Dopo le polemiche sui menù etnici e quelli quaresimali, torna in primo piano  il dibattito sui cibi somministrati dalle mense scolastiche. Questa volta a far discutere è stata l’introduzione dei menù regionali nelle mense scolastiche delle scuole materne, elementari e secondarie di Roma. "Una volta al mese – fa sapere l’assessore alla scuola Marsilio – verranno proposti piatti tipici italiani, scelti da una commissione di esperti di ristorazione.

La novità, voluta dal Campidoglio e in vigore dal 28 gennaio 2010, non piace alla sinistra. In particolare, il consigliere comunale del Pd Paolo Masini accusa la Marsilio di rendere la scuola una specie di ‘caserma’ restringendo la mentalità della scuola e delle famiglie. "Mentre in passato – dichiara Masini – la giunta creava dei percorsi con i bambini sui paesi stranieri che si concludevano con la degustazione di altri piatti e di altri sapori, oggi invece assistiamo all´ottusa norma che vuole i menu solo made in Italy, una trovata provinciale che riporta Roma indietro di decenni".

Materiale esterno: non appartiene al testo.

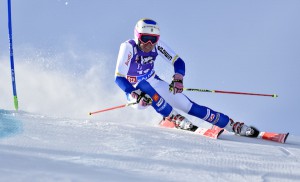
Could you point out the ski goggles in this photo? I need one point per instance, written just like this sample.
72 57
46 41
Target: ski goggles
145 38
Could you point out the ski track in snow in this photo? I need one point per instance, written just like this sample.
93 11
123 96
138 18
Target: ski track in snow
39 148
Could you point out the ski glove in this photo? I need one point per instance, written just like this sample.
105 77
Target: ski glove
141 98
177 84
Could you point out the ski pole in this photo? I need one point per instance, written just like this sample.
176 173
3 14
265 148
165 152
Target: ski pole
229 92
12 56
112 108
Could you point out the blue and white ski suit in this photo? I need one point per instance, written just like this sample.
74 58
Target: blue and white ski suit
135 70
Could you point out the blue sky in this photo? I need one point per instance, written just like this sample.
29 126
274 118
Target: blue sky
247 46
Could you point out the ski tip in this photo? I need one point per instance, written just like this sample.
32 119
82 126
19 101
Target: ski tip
285 137
221 131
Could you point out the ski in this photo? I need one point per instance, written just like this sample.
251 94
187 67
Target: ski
275 137
213 133
271 136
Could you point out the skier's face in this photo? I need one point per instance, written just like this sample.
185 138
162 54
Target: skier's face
147 47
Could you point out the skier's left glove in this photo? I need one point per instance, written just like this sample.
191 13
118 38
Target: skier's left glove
141 98
177 84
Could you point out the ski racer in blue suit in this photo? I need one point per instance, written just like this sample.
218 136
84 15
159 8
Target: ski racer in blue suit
136 76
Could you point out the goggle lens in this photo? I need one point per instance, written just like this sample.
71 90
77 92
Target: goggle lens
146 38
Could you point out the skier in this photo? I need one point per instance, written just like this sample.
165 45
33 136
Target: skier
135 75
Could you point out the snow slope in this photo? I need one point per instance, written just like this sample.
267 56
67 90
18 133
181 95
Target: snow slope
39 148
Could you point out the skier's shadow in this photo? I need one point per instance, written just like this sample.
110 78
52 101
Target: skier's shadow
292 141
9 124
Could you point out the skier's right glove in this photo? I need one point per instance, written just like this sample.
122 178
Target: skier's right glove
141 98
177 84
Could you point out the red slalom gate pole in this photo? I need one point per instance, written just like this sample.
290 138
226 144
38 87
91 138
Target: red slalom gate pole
112 108
229 92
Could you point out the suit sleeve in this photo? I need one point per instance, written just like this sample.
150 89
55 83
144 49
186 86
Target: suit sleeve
170 56
122 67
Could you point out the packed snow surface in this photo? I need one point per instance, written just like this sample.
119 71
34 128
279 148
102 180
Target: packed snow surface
36 147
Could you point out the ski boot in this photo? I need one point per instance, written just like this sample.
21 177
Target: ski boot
241 129
181 122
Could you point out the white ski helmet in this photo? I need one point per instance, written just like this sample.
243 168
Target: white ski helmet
146 26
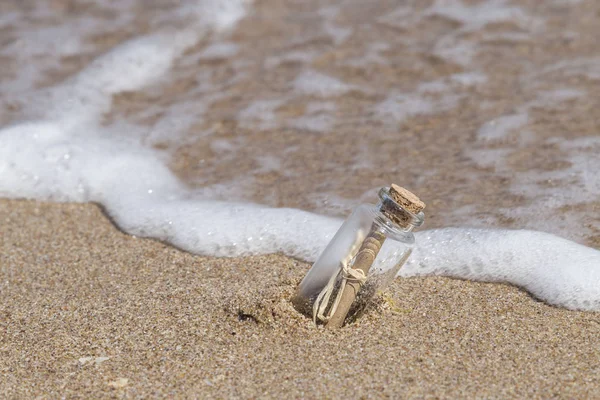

“A difendere l’iniziativa del Campidoglio è Marco Giudici, consigliere del Municipio XVI del Popolo della Libertà. "Trovo pretestuose e irrispettose della nostra storia – dichiara – le polemiche sollevate dalla sinistra riguardo all’introduzione dei Menù regionali presso le scuole comunali. La presenza di menù alternativi deve rispondere innanzitutto alle esigenze dei bambini di mangiare piatti gradevoli al palato e facilmente digeribili, altrimenti l’unico risultato è quello di forzare e affaticare i bambini e di sprecare altissime percentuali di cibo altrimenti utilizzabile, così come è successo per i menù etnici, esperienza fallimentare promossa dalla giunta Veltroni”. “Con i menù regionali – prosegue -, i nostri bambini potranno apprezzare appieno le cucine locali e legarle alla geografia, alla storia, alla tradizione e al folklore delle nostre regioni. Tutti elementi uniti in modo indissolubile che fanno parte di quella cultura nostrana imitata tutto il mondo che solo la sinistra italiana snobba e disprezza, mancando di rispetto alla nostre radici storico culturali. Un’iniziativa lodevole quindi, che consente di far conoscere ai nostri bambini le culture di popoli che dalle Alpi al Mediterraneo hanno fatto grande il nostro Paese”.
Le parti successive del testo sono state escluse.